За детскую экскурсию не берут плату. Но ведь тогда не по-взрослому. Отстояв очередь, каждый получил вместе с билетом толстую брошюру, рассказывающую о последовательных частях органной мистерии. Страницы – ярко-кислый мармелад, традиционное прохладительное средство на планете Монахов. Прочитал, оторвал и съел, удобно.
– До чего же красивый билет!
– Я в рамочку повешу!
– А я сделаю открытку.
Воспитательница:
– Узнали?
Как не узнать. На гербе, на флаге союзного государства, объединившего графства и монастыри, повсюду она, рудая лия. Бело-красный граммофон, цветок мирной жизни, патерналистский знак, символ правящей династии. В полях, садах, на клумбах и на грядках, рудая лия царит тысячами химер. По научному, исторически сложившемуся названию она – «пурпурная лилия симона», по научной классификации никакая не лилия и по виду – типичный вьюнок. «Ливрея Бастарда», «Плащ Бессердечного Симеона», «Звезда Сент-Симеона». Народная приметливость как всегда точней. Воронка цветка неправильной формы: два уголка выдаются наверх, как будто рожки. Отсюда и «лия», антилопа, тёлочка. Полностью рудой, красной, её никто не видел, как и этой мифической дикой коровы. По преданию она водится в чаще леса, ото всех убегает, но заблудившемуся человеку даст попить молока густого до сладости. Культивируемые лии все пестрые, белые с розовыми, фиолетовыми, алыми вкраплениями.

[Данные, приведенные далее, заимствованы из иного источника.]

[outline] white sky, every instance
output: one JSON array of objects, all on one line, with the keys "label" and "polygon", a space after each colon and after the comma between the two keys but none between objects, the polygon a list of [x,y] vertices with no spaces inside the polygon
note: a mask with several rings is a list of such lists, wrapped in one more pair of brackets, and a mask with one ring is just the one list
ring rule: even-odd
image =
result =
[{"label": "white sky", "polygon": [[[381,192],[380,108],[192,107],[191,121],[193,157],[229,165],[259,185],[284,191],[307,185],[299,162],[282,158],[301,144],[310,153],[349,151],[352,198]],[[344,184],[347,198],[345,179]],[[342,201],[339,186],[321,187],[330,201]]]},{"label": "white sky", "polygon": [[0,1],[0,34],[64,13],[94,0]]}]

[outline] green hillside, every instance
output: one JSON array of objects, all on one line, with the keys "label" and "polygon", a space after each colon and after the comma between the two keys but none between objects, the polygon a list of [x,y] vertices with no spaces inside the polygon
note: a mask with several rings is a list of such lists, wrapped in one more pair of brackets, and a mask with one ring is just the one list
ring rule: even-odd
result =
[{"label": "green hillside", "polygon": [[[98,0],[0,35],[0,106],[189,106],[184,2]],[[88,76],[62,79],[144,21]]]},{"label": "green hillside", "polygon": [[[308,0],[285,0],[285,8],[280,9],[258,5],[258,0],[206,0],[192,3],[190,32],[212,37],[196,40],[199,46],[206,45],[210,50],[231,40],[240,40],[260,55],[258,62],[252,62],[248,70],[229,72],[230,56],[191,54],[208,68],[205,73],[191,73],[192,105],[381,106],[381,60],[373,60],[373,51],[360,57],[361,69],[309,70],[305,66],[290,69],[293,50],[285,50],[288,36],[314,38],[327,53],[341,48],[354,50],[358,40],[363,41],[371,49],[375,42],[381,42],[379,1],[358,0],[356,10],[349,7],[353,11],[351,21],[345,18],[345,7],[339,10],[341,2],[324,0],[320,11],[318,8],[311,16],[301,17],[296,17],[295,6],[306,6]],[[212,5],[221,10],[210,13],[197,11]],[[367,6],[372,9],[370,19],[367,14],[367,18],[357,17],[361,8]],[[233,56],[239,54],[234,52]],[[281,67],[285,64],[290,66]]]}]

Школоте раздали веера с той же самой рудой лией.


Антиномия влезла на трон, где обычно фотографируются, и оттуда внимала перипетиям легенды о Бессердечном Симеоне. С непринуждённостью в позе и сосредоточением в глазах, она пришлась так дивно к месту, настолько всей площади к лицу, что её и не вздумали побеспокоить. Монументальный бронзовый постамент, трон из комеля пирамидальной ели, состаренный жарой, и девочка – живая инсталляция.
Легенда связывала появление рудой лии с гибелью Сент-Симеона.
Он был приёмышем королевы, якобы, найденным в лесу. Говорили, что неверна, но король принял младенца.
По мере взросления Симеон демонстрировал не барские замашки, но признательность и великую скромность. Он избрал для себя низший чин стрелка королевской гвардии, надев ливрею, расшитую листвой. Королевские племянники ненавидели его, подозревая в наигранном смирении, как пути к трону, памятуя о крови не то соседнего короля, не то лесной нечисти. Холодный и чистый, не проявлявший гнева, не заводивший интрижек Симеон внушал зависть и ярость. Он проявлял послушание с таким достоинством, с каким мало кто выказывает гонор. Над ним насмехались: бастард слишком голубых кровей! В венах застыл синий лёд лесных ручьёв.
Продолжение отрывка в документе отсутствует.